Я быстренько упаковал в рюкзак коврик, вино с закуской, и мы тронулись. Марьяна неплохо справлялась с велосипедом, а поскольку я выделил ей навороченную французскую машину, так она меня еще и всю дорогу обгоняла. В будний день людей на озере было немного, мы заняли местечко поудобнее рядом с кустами, чтобы можно было легко сменить солнце на тень. Вода была теплой на поверхности, однако глубже окутывала холодом, здесь было много родников. Искупавшись, мы улеглись на берегу, и я спросил, почему она сказала, что это я сам все испортил, когда она хотела со мной заниматься любовью. Марьяна бросила на меня изумленный взгляд:

– Я такое говорила?

– Ты и этого не помнишь? – слегка возмутился я, приготовившись сказать ей пару теплых слов.

– А разве существует еще что-нибудь, чего я не помню? – поразилась она настолько искренне, что я обиженно прикусил губу.

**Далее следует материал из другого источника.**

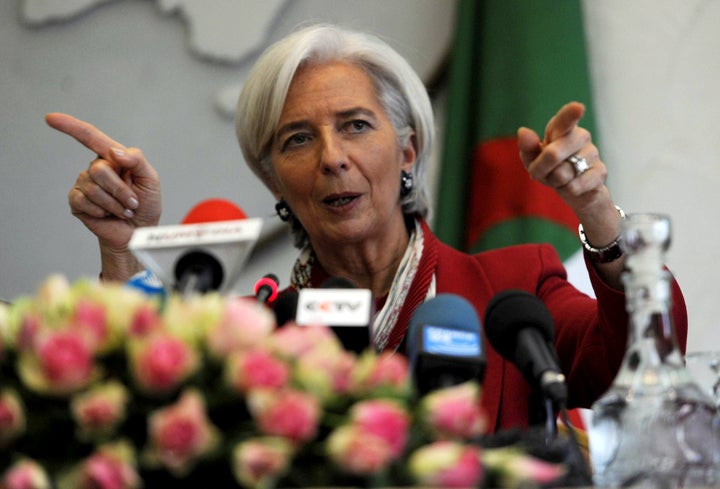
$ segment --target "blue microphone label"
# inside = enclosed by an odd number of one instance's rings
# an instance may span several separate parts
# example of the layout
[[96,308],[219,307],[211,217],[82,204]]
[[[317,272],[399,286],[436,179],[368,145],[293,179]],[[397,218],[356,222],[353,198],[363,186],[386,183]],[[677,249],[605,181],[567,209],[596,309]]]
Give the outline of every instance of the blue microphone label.
[[480,335],[471,331],[426,325],[423,328],[424,350],[437,355],[475,357],[480,355]]

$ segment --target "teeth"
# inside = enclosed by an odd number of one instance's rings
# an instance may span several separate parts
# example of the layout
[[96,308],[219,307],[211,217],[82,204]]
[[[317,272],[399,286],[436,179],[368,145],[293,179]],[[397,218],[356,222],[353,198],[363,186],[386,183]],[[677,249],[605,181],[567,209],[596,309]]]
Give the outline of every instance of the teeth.
[[329,202],[329,204],[333,207],[341,207],[348,202],[352,200],[352,197],[340,197],[339,199],[334,199]]

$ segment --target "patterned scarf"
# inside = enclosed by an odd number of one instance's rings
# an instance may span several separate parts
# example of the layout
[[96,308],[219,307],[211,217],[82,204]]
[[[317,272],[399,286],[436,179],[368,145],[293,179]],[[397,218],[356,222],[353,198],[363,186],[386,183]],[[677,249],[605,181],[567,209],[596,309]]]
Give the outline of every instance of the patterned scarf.
[[[373,344],[378,351],[397,350],[417,306],[435,296],[437,250],[428,240],[427,233],[430,230],[425,222],[415,219],[390,292],[371,325]],[[328,276],[315,262],[312,248],[305,247],[293,266],[290,285],[297,290],[321,285]]]

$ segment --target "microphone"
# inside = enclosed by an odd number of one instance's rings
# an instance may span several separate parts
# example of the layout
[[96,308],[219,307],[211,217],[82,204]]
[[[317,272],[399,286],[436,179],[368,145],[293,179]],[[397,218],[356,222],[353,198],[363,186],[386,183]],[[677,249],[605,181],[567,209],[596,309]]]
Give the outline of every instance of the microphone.
[[295,322],[330,327],[343,347],[362,353],[370,346],[374,304],[370,289],[359,289],[350,280],[333,277],[319,289],[301,289]]
[[455,294],[438,294],[420,304],[410,319],[407,353],[420,395],[485,375],[480,320],[475,308]]
[[226,292],[237,281],[261,228],[261,219],[246,219],[232,202],[208,199],[193,207],[182,224],[136,229],[129,247],[166,289]]
[[299,294],[295,290],[287,290],[280,294],[273,303],[273,312],[275,313],[275,323],[278,327],[284,326],[290,321],[295,321],[298,308]]
[[567,386],[553,346],[553,319],[540,299],[522,290],[496,294],[485,310],[485,335],[546,398],[565,404]]
[[261,304],[273,302],[278,296],[280,281],[274,273],[268,273],[255,282],[255,298]]
[[500,355],[518,366],[531,385],[540,387],[547,412],[547,445],[552,445],[557,434],[557,415],[552,405],[559,406],[570,437],[566,462],[577,478],[574,485],[592,485],[592,471],[567,413],[567,385],[553,346],[555,331],[550,311],[539,298],[524,290],[500,292],[485,310],[485,335]]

– Только не обижайся, – прижалась она, – ведь я могла и забыть. А к чему я это сказала?

– Ты говорила, цитирую дословно, что не отдалась мне, хотя и хотела…

– А-а… И дальше? Ты что сказал?

– Я спросил: что тебе помешало?

– А я?

– А ты сказала, что я сам все испортил. А когда я удивился, ты советовала самому подумать, дескать, все очень просто и я сам когда-нибудь буду диву даваться, что не догадался. Ну, как, вспомнила?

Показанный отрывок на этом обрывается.